I'm pessimistic about any kind of sunny future for typical newspapers in Maine and elsewhere. In Portland, Augusta, Bath, Rockland, Waterville, Bangor, and Belfast, good newspapers have lost their edge. It's a downward spiral. There is less to read in the paper, so we read less.
The Morning Sentinel was for years the paper of record in central Maine, but some years ago it essentially ceased to exist, except in name, as it was folded into Maine's oldest continuously published daily, the Kennebec Journal. The Journal, diminished in staff and size, has sold a chunk of real estate to make way for yet another Augusta shopping mall. It seems a desperate move.

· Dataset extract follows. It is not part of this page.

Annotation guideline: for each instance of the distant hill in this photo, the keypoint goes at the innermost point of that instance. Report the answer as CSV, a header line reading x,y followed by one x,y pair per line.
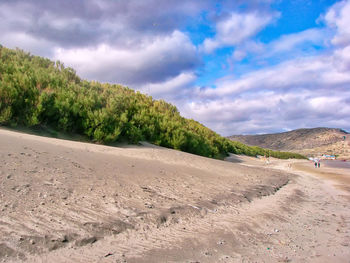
x,y
315,141
37,92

Courier Publications, owners of the thrice-weekly Courier-Gazette, publishes The Camden Herald, a venerable weekly that's now only a shadow of its former self, just like the Morning Sentinel. Courier also publishes two newspapers in Belfast, The Republican Journal and The Waldo Independent, though promotional ads give the impression the papers compete.
Then there is the independent Village Soup (an odd name for a newcomer of a newspaper), plus its Web site. It serves Midcoast Maine and is doing a credible job, but whether it's profitable is unclear.
The scrappy Free Press in Rockland continues to be an independent weekly, and like other papers, it's also gone online. It carries features on people and places, rather than typical local news about drug busts, car crashes, school sports, and those mind-numbing reports on city council and planning board sessions.
Things are changing fast in the newspaper business, and not necessarily for the better. The problems aren't simple, but they are basically driven by the decrease in readership. That means declining ad revenue, since advertisers want to reach a lot of people. How often do you read a newspaper? If you are an Internet user, you have a source of information at your fingertips. But how good is it? And how can you tell? The online versions of Maine newspapers can be useful, but newspapers aren't sure how to make money online with free access.
These are scary times for newspapers and their staffs, and those of us who rely on newspapers for valuable information should be worried, too. If we lose our newspapers, we lose a place to voice our fears, our faith, and our fundamental concerns for our families, our communities and beyond.
If people stop reading newspapers, will they care about what happens around them? Without a reliable source of news, they won't even know what's going on.
If that happens, we put democracy at risk.
[Steve Cartwright is a freelance journalist living in Waldoboro. Over the years, he has written for nearly all of the newspapers named above.]